Ma questa connessione necessaria fra federalismo fiscale e riforma della Costituzione, che vede come logicamente prioritaria la riforma della seconda, non sembra interessare più di tanto il Governo. Anzi, questo profilo della priorità della riforma della Costituzione sembra fornire l'alibi perfetto per rinviare la soppressione delle Province: rinviata, si dice, a quando saranno istituite le aree metropolitane, con la strana idea che saranno eliminate solo le Province che si sovrapporranno alle aree. Si tratta di un'idea poco credibile, perché la vera ragione del silenzio su questo argomento si fonda sulla valutazione, da parte del Governo, della forza politica della istituenda Provincia brianzola (quella di Monza) che fa comodo al partito di Bossi.

Manca in generale al federalismo fiscale un orizzonte costituzionale, perché ciò che maggiormente preme al Governo e ai suoi ministri è il «rumore mediatico», e manca una prospettiva strategica che riguardi l'intero sistema politico. Ma l'approvazione frettolosa di un testo prolisso e a un tempo indeterminato ha avuto l'effetto di mutare l'orientamento non solo dei mass-media, ma anche degli enti locali, come i Comuni e le forze sociali, come la presidenza della Confindustria. Finalmente è ricomparsa nell'opinione pubblica più interessata alla questione la valutazione critica del provvedimento.

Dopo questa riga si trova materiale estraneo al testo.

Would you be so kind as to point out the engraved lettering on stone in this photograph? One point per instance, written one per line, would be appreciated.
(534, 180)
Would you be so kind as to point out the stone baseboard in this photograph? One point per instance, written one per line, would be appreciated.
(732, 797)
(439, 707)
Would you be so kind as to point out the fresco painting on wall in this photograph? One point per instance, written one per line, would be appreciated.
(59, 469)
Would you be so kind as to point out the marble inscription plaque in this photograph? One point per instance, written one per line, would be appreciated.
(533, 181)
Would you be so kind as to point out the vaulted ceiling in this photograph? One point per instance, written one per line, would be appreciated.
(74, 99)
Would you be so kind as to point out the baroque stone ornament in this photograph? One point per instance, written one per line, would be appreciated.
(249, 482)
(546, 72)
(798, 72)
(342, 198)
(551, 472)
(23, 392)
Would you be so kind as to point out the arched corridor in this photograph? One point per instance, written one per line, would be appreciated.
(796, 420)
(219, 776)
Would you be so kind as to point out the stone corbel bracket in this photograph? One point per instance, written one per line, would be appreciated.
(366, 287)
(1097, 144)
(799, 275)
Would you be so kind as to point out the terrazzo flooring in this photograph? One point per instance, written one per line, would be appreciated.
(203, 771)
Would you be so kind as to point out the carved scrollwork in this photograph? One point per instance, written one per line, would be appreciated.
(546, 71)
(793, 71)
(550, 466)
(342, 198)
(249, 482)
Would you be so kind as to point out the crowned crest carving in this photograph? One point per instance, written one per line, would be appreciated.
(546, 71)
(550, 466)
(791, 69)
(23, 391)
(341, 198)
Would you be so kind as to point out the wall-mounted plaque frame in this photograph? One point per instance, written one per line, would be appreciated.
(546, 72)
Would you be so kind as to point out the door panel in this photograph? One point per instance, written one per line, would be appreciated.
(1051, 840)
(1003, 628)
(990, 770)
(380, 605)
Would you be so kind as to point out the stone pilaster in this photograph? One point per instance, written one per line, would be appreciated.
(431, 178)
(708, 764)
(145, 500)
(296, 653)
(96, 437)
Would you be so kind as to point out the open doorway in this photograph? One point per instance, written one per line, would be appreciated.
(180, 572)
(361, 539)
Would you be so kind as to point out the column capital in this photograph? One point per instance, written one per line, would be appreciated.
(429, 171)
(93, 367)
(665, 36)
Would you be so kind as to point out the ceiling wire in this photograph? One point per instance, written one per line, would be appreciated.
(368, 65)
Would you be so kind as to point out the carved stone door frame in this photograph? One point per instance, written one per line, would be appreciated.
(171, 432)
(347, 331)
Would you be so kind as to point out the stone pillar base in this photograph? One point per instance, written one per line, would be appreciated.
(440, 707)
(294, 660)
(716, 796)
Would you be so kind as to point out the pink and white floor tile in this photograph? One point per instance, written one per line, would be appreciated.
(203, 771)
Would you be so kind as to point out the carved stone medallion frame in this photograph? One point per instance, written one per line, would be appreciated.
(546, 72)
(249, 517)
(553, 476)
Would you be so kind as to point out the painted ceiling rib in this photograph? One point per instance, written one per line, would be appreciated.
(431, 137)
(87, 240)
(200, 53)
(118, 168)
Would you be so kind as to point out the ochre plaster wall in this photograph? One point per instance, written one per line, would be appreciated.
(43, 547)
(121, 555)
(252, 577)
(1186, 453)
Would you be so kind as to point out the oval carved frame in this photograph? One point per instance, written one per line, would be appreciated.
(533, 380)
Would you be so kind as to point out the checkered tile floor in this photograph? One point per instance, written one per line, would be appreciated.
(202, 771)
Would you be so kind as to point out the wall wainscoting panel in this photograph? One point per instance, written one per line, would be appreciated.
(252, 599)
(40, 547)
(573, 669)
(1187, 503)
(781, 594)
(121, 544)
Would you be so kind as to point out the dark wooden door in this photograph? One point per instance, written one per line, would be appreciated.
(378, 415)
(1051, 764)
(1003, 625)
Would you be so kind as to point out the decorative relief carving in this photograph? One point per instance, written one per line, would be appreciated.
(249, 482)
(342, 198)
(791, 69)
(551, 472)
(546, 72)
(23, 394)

Il fronte finora compatto degli enti locali si è sgretolato. Il Pd balbetta, perché non sa se la sua strategia serva di più a essere coinvolto nella maggioranza sul tema delle riforme o a essere assorbito nelle critiche isolate dei propri parlamentari.

Fra questi c'è stato un interessante articolo di Vincenzo Visco sul Sole 24 Ore del 9 settembre, che contiene alcune affermazioni interessanti dirette a mettere in evidenza i limiti dell'operazione federalista inquadrandola più correttamente nella legislazione già esistente in tema di autonomia finanziaria degli enti locali, anziché proporla come anticipazione di un federalismo futuro senza nome e cognome. Tale intervento non ha trovato echi nel Partito democratico. Ma questa distinzione fra autonomia finanziaria e federalismo fiscale vede come grande assente il mondo scientifico, che ora sembra arrivare tardi, a cose fatte, per sostenere un'impostazione confusa.

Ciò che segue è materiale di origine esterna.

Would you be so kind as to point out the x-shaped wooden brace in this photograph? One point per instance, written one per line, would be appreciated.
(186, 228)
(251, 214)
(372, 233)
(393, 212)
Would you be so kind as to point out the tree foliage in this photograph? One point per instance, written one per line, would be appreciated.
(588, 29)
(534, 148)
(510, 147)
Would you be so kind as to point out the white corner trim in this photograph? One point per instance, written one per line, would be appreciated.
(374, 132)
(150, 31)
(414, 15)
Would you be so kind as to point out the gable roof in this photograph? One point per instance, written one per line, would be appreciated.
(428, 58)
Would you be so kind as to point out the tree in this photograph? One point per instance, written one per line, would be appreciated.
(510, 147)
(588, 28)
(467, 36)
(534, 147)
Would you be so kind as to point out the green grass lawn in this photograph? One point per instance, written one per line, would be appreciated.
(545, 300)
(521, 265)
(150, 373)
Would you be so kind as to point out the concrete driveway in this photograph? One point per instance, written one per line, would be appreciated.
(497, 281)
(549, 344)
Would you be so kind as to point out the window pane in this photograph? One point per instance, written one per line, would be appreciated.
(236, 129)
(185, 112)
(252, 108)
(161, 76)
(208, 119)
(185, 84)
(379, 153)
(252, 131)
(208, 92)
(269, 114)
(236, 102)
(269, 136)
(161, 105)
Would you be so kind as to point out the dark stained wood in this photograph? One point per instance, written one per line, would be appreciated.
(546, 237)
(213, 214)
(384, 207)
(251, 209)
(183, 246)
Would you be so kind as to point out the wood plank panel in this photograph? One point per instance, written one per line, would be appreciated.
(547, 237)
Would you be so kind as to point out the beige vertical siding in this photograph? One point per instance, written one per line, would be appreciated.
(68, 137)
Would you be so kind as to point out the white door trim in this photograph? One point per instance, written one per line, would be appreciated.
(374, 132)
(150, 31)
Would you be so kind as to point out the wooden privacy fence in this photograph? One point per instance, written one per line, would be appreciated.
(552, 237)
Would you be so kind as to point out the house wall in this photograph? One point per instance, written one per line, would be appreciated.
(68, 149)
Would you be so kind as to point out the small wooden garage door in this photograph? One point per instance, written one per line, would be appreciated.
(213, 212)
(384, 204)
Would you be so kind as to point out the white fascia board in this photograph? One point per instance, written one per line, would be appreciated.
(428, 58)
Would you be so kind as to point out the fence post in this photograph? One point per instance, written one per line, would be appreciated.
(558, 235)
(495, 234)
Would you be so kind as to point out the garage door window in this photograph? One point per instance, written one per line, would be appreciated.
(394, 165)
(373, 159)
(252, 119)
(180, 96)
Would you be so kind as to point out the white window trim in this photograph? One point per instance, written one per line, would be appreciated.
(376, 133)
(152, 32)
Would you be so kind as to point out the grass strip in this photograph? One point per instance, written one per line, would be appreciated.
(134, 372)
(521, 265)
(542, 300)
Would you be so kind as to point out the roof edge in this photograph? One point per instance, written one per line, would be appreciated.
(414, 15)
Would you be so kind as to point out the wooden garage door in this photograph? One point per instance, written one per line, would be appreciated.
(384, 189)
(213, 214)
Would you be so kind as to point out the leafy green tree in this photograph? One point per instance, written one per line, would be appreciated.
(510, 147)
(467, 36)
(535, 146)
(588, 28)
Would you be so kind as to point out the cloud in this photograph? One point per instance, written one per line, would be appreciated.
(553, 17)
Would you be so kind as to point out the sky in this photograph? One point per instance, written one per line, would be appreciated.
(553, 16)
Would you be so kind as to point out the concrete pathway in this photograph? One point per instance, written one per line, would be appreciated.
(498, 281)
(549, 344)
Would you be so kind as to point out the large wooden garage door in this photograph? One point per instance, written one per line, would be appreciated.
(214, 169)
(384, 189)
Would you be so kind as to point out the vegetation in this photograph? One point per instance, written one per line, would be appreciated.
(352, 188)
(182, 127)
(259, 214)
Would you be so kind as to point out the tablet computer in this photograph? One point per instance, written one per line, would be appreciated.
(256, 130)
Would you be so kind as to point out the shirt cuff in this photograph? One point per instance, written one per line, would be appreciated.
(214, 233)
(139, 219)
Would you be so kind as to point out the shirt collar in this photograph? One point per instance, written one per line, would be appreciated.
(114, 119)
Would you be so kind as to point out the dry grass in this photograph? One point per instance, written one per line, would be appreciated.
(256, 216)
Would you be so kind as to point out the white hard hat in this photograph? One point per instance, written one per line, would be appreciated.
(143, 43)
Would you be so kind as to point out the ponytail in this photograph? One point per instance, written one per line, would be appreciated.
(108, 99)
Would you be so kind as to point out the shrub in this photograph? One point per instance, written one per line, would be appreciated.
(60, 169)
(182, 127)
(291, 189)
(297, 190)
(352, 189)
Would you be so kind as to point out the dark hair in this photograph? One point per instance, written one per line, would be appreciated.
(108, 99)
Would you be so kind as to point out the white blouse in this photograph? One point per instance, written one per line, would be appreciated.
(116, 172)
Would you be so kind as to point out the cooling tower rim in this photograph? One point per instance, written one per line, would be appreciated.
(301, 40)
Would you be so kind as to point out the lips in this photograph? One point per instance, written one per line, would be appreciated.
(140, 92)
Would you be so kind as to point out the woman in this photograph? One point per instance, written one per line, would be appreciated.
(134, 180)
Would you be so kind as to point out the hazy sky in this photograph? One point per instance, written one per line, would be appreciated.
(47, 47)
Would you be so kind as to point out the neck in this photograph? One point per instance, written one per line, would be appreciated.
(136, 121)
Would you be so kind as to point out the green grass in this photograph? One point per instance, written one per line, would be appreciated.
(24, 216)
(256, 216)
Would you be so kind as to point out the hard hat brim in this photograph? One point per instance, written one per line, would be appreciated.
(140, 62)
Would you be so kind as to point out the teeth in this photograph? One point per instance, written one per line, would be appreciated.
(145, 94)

Purtroppo in Italia una parte di noi professori universitari arriva sempre "in soccorso dei vincitori", mentre ci vorrebbe una presenza critica interpartitica (come fu al momento dell'istituzione delle Regioni), che metta i partiti di fronte all'individuazione delle priorità (prima la riforma della Costituzione o prima il federalismo fiscale?) e delle compatibilità (stanno bene insieme dal punto di vista della razionalità amministrativa aree metropolitane e Province, e che ne sarà di una città come Milano, con quattro enti locali che si sovrappongono e si ostacolano a vicenda?).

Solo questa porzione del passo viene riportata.